Living, now dead, proof that radical feminism is a species of mental illness.

Sebastian said...

First Wave = women are equal
Second Wave = women are special
Third Wave = women are whatever

Pettifogger said...

I just looked it up, and you are correct: the federal minimum wage then was $1.65. I remembered it as being $1.75, so now I'm unsure whether, in the job I'm recalling, I made $1.65 instead of $1.75 or I made 10 cents an hour more than the minimum. From what I recall of the employer, the best bet is that I made $1.65.

Big Mike said...

Back from the doctor. Having borne my rebuke with manly stoicism, I wish to express my thanks to Gahrie.

David said...

Pretty much the seminal insight for the way feminism developed, isn't it? Probably not original with her but wide publication in readable form gets big points.

I wonder what parts of present day feminism she found grotesque?

If any of course, but there are plenty of candidates.

David said...

On Amazon a used hardcover copy of Female Eunuch is advertised for $2.65.

https://www.amazon.com/gp/product/006157953X?ie=UTF8&tag=althouse09-20&camp=1789&linkCode=xm2&creativeASIN=006157953X

(You can buy it through the Althouse Portal.)

West Texas Intermediate Crude said...

The result of all of this to-do is that our society/civilization now benefits from more of the intellectual power of the ~50% that are XX. We have a lot more female doctors, lawyers, professors, and, to a lesser degree, engineers.
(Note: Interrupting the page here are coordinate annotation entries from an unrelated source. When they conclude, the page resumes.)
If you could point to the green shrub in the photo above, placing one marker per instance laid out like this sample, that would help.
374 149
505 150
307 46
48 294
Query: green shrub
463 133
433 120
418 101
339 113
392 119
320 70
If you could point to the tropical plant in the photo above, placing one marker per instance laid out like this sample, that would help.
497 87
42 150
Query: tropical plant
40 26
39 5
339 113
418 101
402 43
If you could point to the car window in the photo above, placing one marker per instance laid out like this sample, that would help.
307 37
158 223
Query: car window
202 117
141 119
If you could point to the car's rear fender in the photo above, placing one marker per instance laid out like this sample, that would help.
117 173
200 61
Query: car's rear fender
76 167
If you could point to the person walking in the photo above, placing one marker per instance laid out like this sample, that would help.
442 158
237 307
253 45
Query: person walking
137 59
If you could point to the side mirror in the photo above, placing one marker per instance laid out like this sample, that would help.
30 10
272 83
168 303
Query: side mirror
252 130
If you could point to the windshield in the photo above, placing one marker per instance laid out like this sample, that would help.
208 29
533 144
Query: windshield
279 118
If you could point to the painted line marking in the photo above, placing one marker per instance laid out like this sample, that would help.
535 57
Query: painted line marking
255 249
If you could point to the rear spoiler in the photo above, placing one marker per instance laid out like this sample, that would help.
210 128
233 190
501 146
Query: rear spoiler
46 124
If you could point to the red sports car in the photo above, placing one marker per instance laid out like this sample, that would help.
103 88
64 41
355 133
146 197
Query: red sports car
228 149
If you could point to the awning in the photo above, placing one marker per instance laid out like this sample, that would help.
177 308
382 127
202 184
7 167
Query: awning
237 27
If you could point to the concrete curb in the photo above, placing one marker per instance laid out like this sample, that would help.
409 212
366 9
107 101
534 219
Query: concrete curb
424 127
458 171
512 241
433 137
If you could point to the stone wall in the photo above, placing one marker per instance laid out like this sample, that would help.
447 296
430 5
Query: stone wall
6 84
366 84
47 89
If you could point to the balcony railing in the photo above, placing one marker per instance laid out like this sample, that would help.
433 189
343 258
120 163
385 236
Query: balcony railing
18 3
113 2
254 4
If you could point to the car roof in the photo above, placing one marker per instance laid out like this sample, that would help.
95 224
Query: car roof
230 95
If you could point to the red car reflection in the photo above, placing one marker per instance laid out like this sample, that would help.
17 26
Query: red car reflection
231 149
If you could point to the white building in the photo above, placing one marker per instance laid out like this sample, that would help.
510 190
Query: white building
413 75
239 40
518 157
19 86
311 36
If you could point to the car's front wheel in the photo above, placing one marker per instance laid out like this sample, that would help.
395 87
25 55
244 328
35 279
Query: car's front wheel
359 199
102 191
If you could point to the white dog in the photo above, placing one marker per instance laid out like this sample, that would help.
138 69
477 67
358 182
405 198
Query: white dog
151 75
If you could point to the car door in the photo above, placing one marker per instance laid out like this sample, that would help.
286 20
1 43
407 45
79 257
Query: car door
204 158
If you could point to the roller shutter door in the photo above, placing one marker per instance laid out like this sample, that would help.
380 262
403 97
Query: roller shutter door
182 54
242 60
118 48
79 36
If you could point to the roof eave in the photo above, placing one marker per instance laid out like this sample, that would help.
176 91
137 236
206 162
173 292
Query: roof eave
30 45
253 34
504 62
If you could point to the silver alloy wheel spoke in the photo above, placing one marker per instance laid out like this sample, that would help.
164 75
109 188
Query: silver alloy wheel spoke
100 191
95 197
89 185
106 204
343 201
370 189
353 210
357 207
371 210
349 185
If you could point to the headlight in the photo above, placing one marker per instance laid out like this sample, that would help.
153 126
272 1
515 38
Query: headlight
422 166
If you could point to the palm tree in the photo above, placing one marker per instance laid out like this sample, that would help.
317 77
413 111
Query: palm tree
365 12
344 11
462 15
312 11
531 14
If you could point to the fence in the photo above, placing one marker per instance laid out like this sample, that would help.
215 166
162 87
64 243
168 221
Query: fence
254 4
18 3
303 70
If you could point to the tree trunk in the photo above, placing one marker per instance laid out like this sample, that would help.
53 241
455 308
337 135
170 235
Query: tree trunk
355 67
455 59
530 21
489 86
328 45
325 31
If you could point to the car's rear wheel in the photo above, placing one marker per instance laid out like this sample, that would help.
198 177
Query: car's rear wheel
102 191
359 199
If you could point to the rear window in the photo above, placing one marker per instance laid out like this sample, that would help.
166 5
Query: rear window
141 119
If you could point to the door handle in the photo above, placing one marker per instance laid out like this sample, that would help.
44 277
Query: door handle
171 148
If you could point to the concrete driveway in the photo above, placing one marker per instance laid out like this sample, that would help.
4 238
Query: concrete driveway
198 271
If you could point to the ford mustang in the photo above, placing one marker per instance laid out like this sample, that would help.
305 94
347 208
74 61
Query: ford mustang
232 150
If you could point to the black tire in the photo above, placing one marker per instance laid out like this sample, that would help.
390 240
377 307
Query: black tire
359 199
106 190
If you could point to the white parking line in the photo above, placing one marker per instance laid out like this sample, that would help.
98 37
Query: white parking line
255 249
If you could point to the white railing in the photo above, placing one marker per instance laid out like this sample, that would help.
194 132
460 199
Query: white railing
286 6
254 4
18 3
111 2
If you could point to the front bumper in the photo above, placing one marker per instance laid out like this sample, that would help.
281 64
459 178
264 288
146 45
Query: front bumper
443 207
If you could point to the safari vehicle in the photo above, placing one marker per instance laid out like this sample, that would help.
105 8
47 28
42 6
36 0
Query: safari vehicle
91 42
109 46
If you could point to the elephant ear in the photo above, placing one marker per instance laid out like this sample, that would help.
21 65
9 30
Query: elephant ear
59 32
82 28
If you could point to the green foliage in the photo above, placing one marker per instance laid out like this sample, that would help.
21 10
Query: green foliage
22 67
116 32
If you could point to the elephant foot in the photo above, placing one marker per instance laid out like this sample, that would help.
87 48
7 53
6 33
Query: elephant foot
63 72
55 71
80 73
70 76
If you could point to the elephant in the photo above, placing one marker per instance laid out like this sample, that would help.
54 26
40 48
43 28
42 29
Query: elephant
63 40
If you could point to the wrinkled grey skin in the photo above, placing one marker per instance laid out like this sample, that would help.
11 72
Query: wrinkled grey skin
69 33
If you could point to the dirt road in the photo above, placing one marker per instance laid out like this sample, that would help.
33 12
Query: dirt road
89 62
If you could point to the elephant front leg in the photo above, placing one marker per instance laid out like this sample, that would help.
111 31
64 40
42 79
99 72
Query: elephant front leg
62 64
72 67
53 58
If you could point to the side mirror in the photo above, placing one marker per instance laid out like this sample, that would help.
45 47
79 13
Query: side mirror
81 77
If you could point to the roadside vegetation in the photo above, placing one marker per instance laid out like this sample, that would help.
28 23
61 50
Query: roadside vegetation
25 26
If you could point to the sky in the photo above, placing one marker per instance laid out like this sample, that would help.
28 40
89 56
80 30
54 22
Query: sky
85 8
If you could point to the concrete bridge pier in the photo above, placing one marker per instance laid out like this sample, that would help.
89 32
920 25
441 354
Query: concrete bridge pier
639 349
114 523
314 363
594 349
The price we pay is the slow motion death of that same society/civilization, as the cohort that provides that benefit reproduces at less than replacement levels.
It will hit Japan first, then western Europe, but it will hit us also.
I suspect that the cost exceeds the benefit overall, but I won’t be around to see the outcome.

whitney said...

http://theothermccain.com/2014/09/01/kate-milletts-tedious-madness/

Michael K said...

When I was a college student I bought a copy of "Grant Moves South," by Bruce Catton. It was a far better investment.

The books I coveted when a college student were Douglas S Freeman's seven volume Biography of George Washington.

They were ten dollars a volume and after I could afford them, I could not find a set.

I have a set of "Decline and Fall of the Roman Empire" from 1864 and a full set of "Samuel Pepys Diary" but the Washington biography I have not been able to find.

The Catton Grant books were lost somehow years ago but I have bought another copy of them and am reading them now.

"Sexual Politics" sounds like something for snowflakes.

Smilin' Jack said...

It was a big deal to buy a hardcover book back then. Normally, you'd just wait — was it a year? 2 years? — for the paperback to come out. I bought "Sexual Politics" and read it that summer, the summer of 1970. It was the first hardcover book I ever bought.

Would've been a lot cheaper to just check out some Freud from the library and read the sections on penis envy.

William said...

She didn't live long enough to see the first female President. This last election must have been a terrible disappointment. Sad.

Big Mike said...

"Sexual Politics" sounds like something for snowflakes.

Careful! Don't rile the Professor.

MacMacConnell said...

Why are bipolar lesbians such experts on heterosexual relationships?

Michael McNeil said...

$5.99 sounds incredibly cheap for hardcover books at that time. During the early 60's I remember ordering my favorite science fiction books (e.g., Andre Norton's Galactic Derelict — a title which horrified my mother) in hardcover from a local bookstore (because I didn't know that paperbacks existed at the time!) — while charging it to my parents, without asking them! — and my recollection is each of those books cost something like $25. Let's see (inflation calculator)… each of those $25's spent in about 1964 would cost about $150 today!

I think in general we pay bargain prices for books these days — especially used books.

CStanley said...

I haven't read her work but looking at overviews now the title seems apt. As often happens, ordinary people are collateral damage to those who spearhead political movements. I find it sad that there was insufficient defense of traditional femininity from this assault.